Cut to the party the Tucker’s went to hosted by none other than Mark’s father Bill (George Segal). As the night progresses Harry begins to have fantasies about what he would do with Jennifer given the opportunity, everything from catching her with her boyfriend to finding her in the bathtub. The more he drinks, the more he insists he needs to go home for whatever reason. At the same time Dolly is drinking fast and furious as well and having her own fantasies about Bill.
Eventually all of these stories come to across one another and in the end a tragic event occurs. But until that time the movie is played more for minor giggles and teases in the various fantasies that almost all involved seem to have non-stop. Even the young pre-teen Tucker boy being babysat has thoughts of Jennifer in the bathtub.
Chances are when this film was released the anticipation of young teens hoping to catch a glimpse of Silverstone undressed were what drove them to theaters. Not enough did so to have this movie become a money-maker and that’s probably because word got out she was never seen nude.
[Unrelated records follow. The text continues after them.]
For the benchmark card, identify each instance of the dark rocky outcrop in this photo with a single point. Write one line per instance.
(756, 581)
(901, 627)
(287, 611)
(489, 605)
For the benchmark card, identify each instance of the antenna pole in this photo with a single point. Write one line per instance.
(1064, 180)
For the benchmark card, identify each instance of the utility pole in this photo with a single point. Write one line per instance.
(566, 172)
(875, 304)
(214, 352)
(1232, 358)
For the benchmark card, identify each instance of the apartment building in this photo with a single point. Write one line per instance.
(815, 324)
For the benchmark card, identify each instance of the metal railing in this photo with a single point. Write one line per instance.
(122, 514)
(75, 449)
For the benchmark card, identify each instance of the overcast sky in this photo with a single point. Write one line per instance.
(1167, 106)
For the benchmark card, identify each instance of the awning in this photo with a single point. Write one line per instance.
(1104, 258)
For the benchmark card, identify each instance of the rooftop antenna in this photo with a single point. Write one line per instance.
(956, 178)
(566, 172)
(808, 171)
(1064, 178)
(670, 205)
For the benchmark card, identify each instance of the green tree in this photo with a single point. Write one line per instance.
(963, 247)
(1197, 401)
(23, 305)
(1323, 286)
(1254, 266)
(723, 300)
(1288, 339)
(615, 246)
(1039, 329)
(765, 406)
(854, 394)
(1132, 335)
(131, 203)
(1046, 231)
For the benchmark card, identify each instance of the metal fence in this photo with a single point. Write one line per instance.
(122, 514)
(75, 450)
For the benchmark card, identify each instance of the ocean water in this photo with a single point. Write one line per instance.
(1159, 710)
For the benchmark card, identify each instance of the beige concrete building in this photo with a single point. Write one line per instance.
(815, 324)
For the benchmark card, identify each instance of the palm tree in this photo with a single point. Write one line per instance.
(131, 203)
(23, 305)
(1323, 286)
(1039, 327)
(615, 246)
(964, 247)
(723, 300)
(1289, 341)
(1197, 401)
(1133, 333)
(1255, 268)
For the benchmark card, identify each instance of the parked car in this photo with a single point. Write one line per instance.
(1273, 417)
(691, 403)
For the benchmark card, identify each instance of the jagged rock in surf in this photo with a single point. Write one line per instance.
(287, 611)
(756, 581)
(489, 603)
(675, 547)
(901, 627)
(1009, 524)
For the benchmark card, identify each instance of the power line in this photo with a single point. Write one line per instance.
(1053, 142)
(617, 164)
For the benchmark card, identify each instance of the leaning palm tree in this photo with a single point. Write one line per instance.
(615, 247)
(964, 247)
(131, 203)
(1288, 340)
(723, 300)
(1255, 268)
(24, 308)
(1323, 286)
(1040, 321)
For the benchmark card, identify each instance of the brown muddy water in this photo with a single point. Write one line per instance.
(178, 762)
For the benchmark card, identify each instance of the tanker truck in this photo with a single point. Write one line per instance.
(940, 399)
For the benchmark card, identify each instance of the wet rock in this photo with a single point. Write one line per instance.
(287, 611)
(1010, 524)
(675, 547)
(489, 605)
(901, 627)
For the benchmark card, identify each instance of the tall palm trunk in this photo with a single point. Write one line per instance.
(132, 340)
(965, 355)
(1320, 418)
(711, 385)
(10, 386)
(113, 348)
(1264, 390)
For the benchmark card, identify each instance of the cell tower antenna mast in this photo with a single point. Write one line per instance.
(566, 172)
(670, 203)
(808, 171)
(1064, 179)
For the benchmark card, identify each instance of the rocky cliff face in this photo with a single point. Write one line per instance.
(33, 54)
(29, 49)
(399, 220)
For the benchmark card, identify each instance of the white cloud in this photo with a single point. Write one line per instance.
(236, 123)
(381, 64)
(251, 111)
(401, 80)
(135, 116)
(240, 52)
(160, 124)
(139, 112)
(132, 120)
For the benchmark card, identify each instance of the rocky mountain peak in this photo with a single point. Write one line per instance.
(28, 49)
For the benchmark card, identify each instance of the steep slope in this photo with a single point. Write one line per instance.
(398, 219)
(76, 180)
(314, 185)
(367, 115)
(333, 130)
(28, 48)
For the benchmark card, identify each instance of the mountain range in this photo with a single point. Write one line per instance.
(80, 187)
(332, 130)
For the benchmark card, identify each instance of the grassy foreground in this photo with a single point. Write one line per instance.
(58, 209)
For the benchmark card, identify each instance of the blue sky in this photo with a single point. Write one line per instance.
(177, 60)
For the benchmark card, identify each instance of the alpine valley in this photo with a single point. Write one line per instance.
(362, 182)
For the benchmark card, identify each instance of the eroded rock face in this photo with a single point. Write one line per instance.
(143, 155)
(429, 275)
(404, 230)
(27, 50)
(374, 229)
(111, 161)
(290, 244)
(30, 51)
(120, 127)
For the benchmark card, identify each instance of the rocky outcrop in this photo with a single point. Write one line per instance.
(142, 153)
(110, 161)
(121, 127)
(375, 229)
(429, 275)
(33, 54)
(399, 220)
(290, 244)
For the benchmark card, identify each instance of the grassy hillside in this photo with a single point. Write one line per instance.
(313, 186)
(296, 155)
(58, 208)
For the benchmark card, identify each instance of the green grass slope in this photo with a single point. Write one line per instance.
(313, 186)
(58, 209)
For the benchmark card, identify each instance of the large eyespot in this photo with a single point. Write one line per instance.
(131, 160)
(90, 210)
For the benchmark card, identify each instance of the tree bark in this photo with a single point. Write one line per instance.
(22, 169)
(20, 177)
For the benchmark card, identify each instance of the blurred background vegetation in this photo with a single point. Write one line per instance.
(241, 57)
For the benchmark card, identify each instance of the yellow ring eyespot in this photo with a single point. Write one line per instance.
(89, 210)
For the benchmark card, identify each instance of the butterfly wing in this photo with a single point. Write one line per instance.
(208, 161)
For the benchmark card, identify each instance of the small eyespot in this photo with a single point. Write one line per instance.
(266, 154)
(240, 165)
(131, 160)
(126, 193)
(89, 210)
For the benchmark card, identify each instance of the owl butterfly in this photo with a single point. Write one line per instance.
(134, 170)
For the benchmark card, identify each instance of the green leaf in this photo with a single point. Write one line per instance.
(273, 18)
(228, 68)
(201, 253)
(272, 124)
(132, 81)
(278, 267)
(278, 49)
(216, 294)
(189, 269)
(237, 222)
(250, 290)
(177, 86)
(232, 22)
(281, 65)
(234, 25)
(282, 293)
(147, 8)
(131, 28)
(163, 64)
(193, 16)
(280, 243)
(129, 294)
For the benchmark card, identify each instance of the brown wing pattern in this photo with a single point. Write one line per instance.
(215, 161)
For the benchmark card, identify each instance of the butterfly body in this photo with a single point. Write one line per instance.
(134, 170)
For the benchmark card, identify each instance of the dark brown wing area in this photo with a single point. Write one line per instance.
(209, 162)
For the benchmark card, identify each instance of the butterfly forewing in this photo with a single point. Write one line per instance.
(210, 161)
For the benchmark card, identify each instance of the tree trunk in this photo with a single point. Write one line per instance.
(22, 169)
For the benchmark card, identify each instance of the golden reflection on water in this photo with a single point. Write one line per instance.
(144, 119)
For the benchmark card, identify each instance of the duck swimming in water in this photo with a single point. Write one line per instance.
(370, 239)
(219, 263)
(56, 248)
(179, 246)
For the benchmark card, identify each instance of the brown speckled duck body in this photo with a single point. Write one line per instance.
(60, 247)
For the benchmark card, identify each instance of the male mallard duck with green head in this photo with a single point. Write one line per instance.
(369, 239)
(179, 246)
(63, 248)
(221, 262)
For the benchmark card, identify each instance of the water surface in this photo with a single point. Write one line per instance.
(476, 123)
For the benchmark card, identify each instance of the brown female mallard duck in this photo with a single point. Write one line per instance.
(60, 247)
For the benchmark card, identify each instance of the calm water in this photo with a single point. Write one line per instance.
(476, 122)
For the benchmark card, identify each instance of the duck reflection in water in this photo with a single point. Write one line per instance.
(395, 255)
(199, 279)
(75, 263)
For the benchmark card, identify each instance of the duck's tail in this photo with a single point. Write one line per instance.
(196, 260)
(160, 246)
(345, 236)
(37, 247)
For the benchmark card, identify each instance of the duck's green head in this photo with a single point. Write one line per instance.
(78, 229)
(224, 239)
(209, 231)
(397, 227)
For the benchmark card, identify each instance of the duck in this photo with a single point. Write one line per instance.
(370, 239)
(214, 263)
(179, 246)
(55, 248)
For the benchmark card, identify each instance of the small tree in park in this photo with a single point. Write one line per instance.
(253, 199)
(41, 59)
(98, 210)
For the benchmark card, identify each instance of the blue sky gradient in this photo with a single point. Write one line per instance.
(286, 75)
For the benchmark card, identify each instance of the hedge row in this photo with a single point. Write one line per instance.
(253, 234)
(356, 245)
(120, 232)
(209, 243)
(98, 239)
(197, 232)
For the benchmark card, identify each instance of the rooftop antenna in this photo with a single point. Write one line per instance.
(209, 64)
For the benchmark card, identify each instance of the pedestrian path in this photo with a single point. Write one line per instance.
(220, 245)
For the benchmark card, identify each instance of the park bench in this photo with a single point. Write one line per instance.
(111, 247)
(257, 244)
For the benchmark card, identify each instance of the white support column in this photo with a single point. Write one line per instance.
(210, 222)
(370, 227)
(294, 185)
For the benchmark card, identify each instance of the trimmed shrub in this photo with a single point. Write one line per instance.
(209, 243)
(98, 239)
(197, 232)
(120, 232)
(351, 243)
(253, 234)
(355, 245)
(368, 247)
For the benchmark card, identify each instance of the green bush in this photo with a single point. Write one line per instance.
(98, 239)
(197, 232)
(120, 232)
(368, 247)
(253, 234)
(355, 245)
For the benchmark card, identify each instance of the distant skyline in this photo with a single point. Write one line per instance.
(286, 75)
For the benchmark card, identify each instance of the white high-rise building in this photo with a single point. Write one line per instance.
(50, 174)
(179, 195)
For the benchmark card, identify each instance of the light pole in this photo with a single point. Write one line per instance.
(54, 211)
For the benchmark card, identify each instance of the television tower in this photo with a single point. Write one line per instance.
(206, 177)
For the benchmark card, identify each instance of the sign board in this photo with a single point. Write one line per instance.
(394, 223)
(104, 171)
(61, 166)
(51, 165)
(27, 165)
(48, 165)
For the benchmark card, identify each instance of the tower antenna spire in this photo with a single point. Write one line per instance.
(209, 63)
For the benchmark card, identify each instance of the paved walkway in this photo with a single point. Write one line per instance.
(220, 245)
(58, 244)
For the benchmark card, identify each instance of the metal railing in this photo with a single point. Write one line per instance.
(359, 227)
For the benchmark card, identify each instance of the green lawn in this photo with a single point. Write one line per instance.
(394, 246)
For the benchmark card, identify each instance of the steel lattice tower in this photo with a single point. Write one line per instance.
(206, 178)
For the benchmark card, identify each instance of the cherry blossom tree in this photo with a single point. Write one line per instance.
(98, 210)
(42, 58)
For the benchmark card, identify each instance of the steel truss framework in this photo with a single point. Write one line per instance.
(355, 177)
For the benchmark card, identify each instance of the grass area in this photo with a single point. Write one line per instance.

A quick glimpse of a waitress with Mark in a fantasy offered the only nudity and it was brief.
If this is the sort of movie you like, if you’re a big Lifetime network fan then you’ll have fun with this one as well. It’s not really a bad movie at all but it’s nothing spectacular either. Fans of Silverstone will want to pick it up to have a blu-ray copy on hand. The rise of her career petered out shortly after this and she went on to relatively smaller films before becoming an animal rights activist. So pick up a copy, have a beer or two and then share your own Silverstone fantasies if you like. They may be as amusing as this movie.